After careful examination of the seals, the sketch, and the inscription on the door, you try:
the combination | |||| ||| ||||| || (1 4 3 5 2)...!
Looking at the seals,
you notice that on each row, the first three symbols and the last three appear oddly similar, save for some specific difference. You suspect that the center symbols might indicate some kind of operation performed on the first three symbols that results in the last three.
Examination of the sketch confirms your suspicions. The symbols above the door are a list of operations that will reveal the key!

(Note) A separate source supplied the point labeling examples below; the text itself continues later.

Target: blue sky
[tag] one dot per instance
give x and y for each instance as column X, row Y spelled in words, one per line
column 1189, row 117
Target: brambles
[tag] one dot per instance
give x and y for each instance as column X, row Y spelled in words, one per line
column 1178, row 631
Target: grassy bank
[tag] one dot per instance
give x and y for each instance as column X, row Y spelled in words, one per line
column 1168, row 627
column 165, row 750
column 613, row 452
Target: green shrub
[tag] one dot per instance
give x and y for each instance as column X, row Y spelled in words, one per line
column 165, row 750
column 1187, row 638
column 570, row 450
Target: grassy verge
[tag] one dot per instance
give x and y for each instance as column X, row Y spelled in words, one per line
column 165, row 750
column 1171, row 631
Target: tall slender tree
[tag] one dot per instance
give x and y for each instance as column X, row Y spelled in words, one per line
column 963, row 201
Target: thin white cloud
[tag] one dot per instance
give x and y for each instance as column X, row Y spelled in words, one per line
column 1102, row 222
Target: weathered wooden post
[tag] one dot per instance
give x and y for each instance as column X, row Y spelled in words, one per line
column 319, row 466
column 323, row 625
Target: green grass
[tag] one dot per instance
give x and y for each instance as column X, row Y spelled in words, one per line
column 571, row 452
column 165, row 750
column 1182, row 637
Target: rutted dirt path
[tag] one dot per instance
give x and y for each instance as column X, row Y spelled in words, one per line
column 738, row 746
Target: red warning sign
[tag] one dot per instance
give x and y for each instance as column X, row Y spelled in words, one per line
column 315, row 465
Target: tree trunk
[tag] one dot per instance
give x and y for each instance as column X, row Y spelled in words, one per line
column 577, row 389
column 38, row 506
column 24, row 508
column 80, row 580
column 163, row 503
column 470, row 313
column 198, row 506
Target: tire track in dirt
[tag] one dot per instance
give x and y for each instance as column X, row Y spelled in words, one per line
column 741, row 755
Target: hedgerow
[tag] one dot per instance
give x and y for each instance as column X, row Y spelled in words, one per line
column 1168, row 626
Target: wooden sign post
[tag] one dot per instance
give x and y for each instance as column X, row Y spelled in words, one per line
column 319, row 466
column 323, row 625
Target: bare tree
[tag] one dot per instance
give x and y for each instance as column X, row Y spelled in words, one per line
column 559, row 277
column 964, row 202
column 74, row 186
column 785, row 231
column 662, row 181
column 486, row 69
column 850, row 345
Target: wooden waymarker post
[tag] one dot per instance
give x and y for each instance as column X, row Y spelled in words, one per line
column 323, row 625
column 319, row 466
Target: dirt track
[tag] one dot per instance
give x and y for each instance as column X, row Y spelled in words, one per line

Returning to the seals, you determine the following:
The line and the dot appended to some symbols are cursors, indicating where and how certain operations are meant to be performed.
You interpret the operators as follows:
1. = : Adds two lines to the number above the dot. (Noting that the final code requires two of these operations and that the sketch shows three of these operations, you suspect that this operation fails at some point. Perhaps if the number is already too large?)
2. < and > : Rotates the entire sequence in the given direction, moving the cursor, by the number of positions indicated by the following symbol (either a set of lines or a ^).
3. v : Places/moves a cursor to the position indicated by the following symbol (either a set of lines or ^).
4. ^ : Reads the number above the cursor. This is used to the right of one of the previous operators.
You also note that all operators (except =) default to using the line cursor but will use the dot cursor if a dot is added to the operator.
Therefore the seals list the following operations (using [] to indicate the line cursor and () to indicate the dot cursor):
First seal:
Add two lines to # at dot; [2] (1) 0 => [2] (3) 0
Place dot cursor at position 2; [0] 0 0 => [0] (0) 0
Second seal:
Rotate line cursor right by 2 positions; [a] 0 0 => 0 0 [a]
Rotate line cursor left by 1 position; 0 0 [a] => 0 [a] 0
Place line cursor at position 1; 0 0 0 => [0] 0 0
Rotate line cursor right by [line = 1] positions; [1] 0 0 => 0 [1] 0
Place line cursor at position [line = 2]; [2] 0 0 => 2 [0] 0
Therefore, you determine the combination as follows:
Starting with the symbols on the door:
3 2 1 2 3
1. Place line cursor at position 1.
[3] 2 1 2 3
2. Place dot cursor at position [line = 3].
[3] 2 (1) 2 3
3. Rotate line cursor right by (dot = 1) positions. (Note: dot cursor remains at the same position)
3 [3] (2) 1 2
4. Place line cursor at position [line = 3].
3 3 [(2)] 1 2
5. Place dot cursor at position [line = 2].
3 (3) [2] 1 2
6. Add 2 to the number at the dot cursor.
3 (5) [2] 1 2
7. Rotate dot cursor right by (dot = 5) positions. (Does nothing)
3 (5) [2] 1 2
8. Place line cursor at position (dot = 5).
3 (5) 2 1 [2]
9. Add 2 to the number at the dot cursor. (Fails because it would exceed 5)
3 (5) 2 1 [2]
10. Place line cursor at position [line = 2].
3 [(5)] 2 1 2
11. Place dot cursor at position (dot = 5).
3 [5] 2 1 (2)
12. Add 2 to number at dot cursor.
3 [5] 2 1 (4)
13. Rotate dot cursor left by [line = 5] positions. (Again, does nothing)
3 [5] 2 1 (4)
14. Place line cursor at position [line = 5].
3 5 2 1 [(4)]
15. Rotate line cursor right by 2 positions.
1 [4] 3 5 (2)
Therefore the combination must be 1 4 3 5 2!